My parents- they have been the best example of a relationship I could have. Their 29 year marriage has been the one example I use for the definition of love. Its been interesting to grow and see that they are not the perfect people I thought growing up. We have a good relationship, I love them so much and I feel that we are also closer now that my sister is near. Also having J makes me want their acknowledgement that I am in love like them. I want them to be involved in my life, especially when I have kids one day!
SO I have many people in my life who make me happy. I really wish that I could get a handle on my weight loss. Now I read about people who go from 230lb to 150lb- and I really want that! The healthy train will probably be in my life forever. I just wish that I would stay on it long enough to not need it so much. Healthy train never stops- its something that always is running and it takes work to stay on the right side of the healthy tracks. Right now I hop back and fourth weekly. I haven't progressed at ALL since the new year. I haven't gained any more weight, but that's just a happy accident.

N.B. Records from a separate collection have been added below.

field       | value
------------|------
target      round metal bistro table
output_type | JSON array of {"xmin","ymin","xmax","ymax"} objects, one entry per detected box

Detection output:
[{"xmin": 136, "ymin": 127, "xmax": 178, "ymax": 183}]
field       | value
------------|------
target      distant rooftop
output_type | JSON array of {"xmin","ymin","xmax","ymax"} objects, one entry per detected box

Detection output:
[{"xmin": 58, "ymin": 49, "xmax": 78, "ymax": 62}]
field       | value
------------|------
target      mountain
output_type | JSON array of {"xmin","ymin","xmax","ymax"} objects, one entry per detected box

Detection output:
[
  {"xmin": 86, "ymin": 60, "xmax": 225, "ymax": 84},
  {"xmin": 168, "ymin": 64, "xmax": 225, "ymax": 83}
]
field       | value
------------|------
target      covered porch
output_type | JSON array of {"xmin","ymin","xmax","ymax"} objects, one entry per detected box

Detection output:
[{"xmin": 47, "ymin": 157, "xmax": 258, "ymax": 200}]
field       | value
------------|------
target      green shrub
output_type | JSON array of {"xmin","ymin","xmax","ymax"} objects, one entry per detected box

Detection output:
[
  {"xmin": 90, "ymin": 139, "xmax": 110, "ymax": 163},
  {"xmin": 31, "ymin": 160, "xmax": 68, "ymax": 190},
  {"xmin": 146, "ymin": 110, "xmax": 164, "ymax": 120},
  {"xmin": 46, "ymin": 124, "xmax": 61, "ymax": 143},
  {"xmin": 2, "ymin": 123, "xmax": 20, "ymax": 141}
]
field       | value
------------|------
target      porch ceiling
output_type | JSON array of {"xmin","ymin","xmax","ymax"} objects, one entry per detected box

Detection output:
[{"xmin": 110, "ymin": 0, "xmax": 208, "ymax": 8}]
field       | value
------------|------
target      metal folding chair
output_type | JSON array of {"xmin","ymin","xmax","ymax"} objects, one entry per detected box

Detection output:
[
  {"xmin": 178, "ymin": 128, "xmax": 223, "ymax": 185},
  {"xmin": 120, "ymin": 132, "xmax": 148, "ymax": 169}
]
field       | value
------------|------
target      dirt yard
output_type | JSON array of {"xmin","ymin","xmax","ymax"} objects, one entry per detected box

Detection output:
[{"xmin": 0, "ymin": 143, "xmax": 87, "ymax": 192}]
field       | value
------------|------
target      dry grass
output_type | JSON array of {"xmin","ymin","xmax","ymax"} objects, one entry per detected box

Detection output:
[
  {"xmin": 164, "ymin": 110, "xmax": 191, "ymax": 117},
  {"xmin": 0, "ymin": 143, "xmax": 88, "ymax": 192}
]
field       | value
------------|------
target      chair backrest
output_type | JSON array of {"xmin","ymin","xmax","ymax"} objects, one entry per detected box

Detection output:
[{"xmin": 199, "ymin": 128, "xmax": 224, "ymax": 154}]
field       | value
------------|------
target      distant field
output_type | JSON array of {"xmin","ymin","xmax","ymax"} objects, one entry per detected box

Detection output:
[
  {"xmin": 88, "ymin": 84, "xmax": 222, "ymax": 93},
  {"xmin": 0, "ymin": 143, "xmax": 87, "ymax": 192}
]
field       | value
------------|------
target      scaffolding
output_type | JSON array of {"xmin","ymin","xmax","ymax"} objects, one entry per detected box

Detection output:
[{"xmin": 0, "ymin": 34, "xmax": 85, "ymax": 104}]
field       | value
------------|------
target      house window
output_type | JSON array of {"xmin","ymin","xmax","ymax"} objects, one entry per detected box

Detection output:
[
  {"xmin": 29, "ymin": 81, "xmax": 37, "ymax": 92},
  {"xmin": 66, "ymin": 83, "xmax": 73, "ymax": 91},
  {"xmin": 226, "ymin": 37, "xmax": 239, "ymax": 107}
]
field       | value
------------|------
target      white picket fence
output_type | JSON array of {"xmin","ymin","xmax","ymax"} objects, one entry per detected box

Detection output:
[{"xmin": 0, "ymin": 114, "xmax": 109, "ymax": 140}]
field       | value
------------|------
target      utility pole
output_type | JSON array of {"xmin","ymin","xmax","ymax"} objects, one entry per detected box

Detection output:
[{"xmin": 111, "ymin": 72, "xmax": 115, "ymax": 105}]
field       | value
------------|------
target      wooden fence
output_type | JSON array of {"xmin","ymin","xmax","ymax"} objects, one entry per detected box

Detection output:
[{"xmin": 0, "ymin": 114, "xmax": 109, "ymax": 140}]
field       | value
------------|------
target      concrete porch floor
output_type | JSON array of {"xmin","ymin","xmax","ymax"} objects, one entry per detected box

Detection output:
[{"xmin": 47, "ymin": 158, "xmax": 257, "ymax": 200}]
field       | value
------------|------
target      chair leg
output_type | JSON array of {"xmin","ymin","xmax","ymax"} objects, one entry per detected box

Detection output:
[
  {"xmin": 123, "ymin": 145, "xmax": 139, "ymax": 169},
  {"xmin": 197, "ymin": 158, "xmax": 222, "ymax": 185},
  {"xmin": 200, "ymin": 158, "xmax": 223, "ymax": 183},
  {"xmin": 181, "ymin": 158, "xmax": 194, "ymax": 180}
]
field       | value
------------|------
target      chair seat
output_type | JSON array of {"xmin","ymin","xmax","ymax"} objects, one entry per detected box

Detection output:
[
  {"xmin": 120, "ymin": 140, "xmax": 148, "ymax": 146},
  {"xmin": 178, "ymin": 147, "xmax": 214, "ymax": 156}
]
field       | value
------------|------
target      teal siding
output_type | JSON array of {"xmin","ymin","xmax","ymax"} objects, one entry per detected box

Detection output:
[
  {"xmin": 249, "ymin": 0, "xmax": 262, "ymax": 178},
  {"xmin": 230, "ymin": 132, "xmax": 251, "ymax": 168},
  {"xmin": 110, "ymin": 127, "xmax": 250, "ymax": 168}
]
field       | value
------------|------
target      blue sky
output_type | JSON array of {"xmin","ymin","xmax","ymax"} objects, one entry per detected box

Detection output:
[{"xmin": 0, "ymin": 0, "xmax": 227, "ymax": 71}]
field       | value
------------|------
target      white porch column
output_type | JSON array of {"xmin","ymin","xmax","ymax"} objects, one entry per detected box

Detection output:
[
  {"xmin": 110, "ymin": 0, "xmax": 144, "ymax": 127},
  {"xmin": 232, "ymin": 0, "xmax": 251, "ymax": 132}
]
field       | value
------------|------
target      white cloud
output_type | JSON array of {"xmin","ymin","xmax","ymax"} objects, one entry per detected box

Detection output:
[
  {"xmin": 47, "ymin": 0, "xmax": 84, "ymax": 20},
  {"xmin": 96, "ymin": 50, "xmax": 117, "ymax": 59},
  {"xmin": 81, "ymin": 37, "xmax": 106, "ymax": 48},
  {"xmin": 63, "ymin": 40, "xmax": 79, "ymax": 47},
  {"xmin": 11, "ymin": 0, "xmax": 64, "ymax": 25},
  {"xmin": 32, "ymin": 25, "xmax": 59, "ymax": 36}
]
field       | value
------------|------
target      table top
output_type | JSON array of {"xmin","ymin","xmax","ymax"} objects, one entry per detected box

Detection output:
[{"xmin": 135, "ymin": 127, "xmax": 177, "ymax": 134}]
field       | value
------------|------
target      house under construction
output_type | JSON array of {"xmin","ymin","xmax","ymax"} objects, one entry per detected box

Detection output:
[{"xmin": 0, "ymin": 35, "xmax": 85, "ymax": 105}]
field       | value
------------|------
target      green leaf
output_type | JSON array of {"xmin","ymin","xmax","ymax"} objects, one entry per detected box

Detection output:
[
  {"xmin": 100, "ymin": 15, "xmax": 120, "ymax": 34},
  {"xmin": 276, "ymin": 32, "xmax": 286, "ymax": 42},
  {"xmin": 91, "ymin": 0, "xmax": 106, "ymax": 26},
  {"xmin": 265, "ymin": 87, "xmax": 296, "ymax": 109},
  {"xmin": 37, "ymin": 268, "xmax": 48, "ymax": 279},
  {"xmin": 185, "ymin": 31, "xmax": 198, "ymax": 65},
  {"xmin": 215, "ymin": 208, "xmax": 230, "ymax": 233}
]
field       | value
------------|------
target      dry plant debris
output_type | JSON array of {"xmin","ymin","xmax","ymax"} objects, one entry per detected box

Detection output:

I need to find my fuel again. I need to find the reason that drives me to want it. The reason to not settle for how I am right now. The drive.... It used to be easy. I remember that it would be a breeze to make it through a weekend without cheating. I felt so much quilt for having like 2 cookies. Now those "cheats" have become entire pints of ice cream and almost a whole pizza. My fails keep failing harder. Where's the discipline? How do I find it again? Discipline- that's the best word for what I need. I hate feeling like i'm neglecting my wants, holding myself back or resisting too many urges. What is missing is discipline.
Ouch- here's the definition of discipline: the practice of training people to obey rules or a code of behavior, using punishment to correct disobedience.
Well that sounds brutal lol. Here's a better one: a way of behaving that shows a willingness to obey rules or orders.
Being a rebel at heart I hate following rules. But I did it for a year and lost 95lbs- so WHY can I not follow my own rules now. Maybe because I share my lifes rules with J? We share a life, so maybe I need to figure out what's different about those rules in order to follow them. Instead of punishment I need rewards for meeting small goals. Rewards that aren't overdoing it on the booze or sweets.
God this Monday sucks! Heavy crap for this early in the morning. But it helps to blog- I feel better already. February is going to be a challenge. I have 4 weekends of events that will include food/drink challenges. I want to rise to those challenges and make myself proud for eating right and having a great time without being stupid.
I don't know about anyone else, but I am ready for a week of making myself happy and giving myself a reason to be proud. Come Feb 3 I want to feel better about myself than I am right now. In all areas of my life.